Tuesday, January 31, 2017

From My Missionary Days

This week's gospel reading has to do with being salt and light, and for some reason, it makes me think back to my days as a missionary in Japan.  I suppose when I considered what in God's name I was doing over in Japan being a missionary, I more often thought of it that way:  I may not be making great big visible waves (I thought), but I was being salt and light by being God's person in Japan.

But when I start thinking back to those days so long ago, I also remember a particular passage of scripture.  It was the scripture verse that I used for one of the only two sermons I preached in Japan.  It was a scripture verse from Ephesians 2, about how Jesus has broken down the walls that separate us, and made us into one people.

Of course, the author of the letter to the Ephesians is referencing two particular groups:  Jews and Gentiles.  They were divided by culture and religion.  The Gentiles were regarded as far away from God.  There was a 'dividing wall of hostility' between them.  But, not any more.  Jesus reconciled them to one another on the cross.

Think about that.  Jesus reconciled them not just to himself, but to one another.

So, I'm thinking about dividing walls of hostility right now.  And not just that great big long expensive one that the President wants to build on the southern border.  And actually, not even primarily that one.  I am thinking about all of the other dividing walls of hostility that there are, even though Jesus says that through his cross, they don't exist.

I recently saw a message on social media about how terrible it is to care more about refugees than it is about homeless veterans.  And I thought:  who told us we had to choose?  Someone is erecting a dividing wall of hostility, and to what end?  There is the wall between the women who marched and the women who did not think it was necessary to march.  There are walls between immigrant and native, documented and undocumented, and Christian and Christian.

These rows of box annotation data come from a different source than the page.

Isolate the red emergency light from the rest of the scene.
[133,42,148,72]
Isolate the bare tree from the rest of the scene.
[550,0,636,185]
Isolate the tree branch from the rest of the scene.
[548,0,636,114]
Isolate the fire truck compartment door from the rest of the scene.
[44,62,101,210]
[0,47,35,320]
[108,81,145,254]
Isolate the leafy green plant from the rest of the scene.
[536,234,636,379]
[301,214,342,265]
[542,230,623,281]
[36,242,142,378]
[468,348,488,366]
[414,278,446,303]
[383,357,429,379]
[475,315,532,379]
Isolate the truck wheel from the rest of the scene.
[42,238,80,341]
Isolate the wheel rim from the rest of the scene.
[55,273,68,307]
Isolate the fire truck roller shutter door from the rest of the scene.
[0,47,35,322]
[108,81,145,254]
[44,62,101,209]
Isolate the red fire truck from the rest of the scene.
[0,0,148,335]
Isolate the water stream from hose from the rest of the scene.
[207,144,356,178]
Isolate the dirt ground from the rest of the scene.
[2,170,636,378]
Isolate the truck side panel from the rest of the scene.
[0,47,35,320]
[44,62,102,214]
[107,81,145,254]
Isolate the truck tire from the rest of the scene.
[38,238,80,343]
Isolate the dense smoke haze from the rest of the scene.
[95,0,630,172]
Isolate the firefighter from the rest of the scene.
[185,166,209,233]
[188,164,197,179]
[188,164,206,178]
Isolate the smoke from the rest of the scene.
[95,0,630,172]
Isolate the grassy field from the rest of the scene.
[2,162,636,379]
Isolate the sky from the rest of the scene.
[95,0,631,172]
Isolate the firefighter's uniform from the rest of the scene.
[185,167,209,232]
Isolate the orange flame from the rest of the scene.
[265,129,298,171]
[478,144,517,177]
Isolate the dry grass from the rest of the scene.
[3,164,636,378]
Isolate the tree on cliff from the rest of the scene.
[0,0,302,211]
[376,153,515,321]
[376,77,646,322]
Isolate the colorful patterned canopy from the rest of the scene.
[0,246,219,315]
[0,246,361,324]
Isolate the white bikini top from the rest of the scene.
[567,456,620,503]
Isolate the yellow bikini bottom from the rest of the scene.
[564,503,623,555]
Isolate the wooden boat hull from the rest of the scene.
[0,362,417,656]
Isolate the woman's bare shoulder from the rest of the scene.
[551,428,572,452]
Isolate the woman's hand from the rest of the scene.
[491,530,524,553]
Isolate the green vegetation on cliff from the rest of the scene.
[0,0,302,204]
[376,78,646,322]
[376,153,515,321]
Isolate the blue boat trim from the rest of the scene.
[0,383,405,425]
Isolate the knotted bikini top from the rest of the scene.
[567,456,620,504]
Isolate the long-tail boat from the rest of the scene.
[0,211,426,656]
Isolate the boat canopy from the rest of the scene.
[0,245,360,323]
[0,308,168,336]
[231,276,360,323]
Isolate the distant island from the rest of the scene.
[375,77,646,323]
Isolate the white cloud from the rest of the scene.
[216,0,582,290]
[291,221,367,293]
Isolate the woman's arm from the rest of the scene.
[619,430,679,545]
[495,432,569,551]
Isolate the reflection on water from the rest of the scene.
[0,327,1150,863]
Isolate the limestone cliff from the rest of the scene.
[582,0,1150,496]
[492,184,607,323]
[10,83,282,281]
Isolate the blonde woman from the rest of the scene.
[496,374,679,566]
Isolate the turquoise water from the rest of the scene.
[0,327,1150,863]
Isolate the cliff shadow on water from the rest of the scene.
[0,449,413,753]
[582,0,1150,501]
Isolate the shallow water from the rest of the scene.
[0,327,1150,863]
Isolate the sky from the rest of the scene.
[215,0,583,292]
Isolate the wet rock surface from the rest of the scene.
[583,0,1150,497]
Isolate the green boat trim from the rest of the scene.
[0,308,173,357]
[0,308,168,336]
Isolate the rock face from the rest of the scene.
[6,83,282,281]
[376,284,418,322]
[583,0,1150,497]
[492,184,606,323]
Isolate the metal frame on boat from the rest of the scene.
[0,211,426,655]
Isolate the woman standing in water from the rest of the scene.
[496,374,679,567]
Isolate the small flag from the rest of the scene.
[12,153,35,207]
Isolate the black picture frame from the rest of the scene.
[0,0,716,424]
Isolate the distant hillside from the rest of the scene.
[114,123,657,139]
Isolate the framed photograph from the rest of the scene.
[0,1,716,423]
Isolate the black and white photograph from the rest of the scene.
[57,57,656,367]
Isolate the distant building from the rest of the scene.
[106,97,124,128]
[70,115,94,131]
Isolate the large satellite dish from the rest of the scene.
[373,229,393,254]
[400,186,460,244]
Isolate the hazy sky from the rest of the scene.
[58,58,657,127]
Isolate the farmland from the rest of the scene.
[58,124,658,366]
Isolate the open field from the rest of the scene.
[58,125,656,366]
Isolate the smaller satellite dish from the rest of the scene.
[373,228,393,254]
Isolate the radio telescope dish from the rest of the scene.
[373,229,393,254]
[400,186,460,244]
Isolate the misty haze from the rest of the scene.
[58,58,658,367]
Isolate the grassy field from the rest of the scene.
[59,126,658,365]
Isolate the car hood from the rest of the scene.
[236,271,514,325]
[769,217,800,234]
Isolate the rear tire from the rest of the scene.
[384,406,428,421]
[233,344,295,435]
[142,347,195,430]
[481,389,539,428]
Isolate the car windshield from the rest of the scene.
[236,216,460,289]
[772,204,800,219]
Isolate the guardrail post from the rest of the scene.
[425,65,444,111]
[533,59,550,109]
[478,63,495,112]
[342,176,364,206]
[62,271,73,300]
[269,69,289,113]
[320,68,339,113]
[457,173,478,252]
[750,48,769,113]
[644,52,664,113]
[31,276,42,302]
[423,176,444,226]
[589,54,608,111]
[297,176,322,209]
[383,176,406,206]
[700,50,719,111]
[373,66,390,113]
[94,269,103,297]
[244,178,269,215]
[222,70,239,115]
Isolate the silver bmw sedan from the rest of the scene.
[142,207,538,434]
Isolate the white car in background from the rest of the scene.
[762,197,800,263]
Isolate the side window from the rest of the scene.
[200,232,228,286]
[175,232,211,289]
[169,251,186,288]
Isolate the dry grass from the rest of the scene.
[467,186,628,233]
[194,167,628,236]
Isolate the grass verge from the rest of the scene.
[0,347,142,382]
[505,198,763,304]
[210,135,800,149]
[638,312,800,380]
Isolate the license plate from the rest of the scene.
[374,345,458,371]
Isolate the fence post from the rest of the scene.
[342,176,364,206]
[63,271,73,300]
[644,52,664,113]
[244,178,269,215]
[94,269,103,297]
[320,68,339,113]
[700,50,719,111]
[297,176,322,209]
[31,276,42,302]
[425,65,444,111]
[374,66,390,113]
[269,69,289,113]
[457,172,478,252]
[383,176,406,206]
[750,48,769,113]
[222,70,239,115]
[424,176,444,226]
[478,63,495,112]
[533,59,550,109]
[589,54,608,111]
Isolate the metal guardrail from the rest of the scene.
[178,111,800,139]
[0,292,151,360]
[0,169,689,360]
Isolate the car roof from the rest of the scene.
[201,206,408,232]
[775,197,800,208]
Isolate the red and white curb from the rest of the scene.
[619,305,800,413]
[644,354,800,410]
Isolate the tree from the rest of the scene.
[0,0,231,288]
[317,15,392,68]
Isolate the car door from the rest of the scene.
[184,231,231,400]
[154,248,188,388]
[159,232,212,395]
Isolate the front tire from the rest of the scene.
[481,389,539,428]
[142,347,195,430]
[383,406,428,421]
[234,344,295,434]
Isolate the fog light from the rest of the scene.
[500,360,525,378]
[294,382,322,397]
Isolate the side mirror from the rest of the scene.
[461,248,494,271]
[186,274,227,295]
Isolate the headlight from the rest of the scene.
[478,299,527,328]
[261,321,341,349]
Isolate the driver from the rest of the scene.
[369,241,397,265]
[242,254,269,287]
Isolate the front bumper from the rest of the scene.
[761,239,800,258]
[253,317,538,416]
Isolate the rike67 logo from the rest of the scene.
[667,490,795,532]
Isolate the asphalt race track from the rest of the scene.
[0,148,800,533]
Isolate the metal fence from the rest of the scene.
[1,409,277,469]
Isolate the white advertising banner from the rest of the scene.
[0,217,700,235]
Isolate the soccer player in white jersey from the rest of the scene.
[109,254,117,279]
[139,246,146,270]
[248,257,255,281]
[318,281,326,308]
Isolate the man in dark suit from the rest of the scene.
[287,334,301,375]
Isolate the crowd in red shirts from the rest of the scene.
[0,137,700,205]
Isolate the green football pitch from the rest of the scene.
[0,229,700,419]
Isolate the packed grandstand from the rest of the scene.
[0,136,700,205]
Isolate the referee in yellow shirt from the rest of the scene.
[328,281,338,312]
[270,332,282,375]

I was not born yesterday.  There are real differences between us.  There are things that each of us are right about, and wrong about.  But you know what?  There are also fake differences between us.  We really are all in the same boat.  We all bleed, we all fall down, we're all going to die.  We are also all beloved by God, for some strange reason.

Another person wrote on a social media post that he is not going to care about refugees because, "their lives are not more important than mine."  All right.  But their lives are not LESS important than mine, either.

I am a person of privilege.  I have never been a refugee.  I have never had to flee my home.  In fact, for most of my life, I have fit in with my surroundings pretty well.  But for a few years I at least knew what it felt like to be a stranger, a foreigner whose tongue tripped over the new words she was learning, who often got lost and had to rely on the kindness of strangers, who stuck out where-ever she went.

And I tell you what:  that experience made me cling to the cross, and find my hope in the demolition of those dividing walls.  For in all of our beautiful diversity, and for all that we refuse to see it or believe it, it is still true that we are no longer strangers or sojourners, but we are children of God, with Christ himself the cornerstone.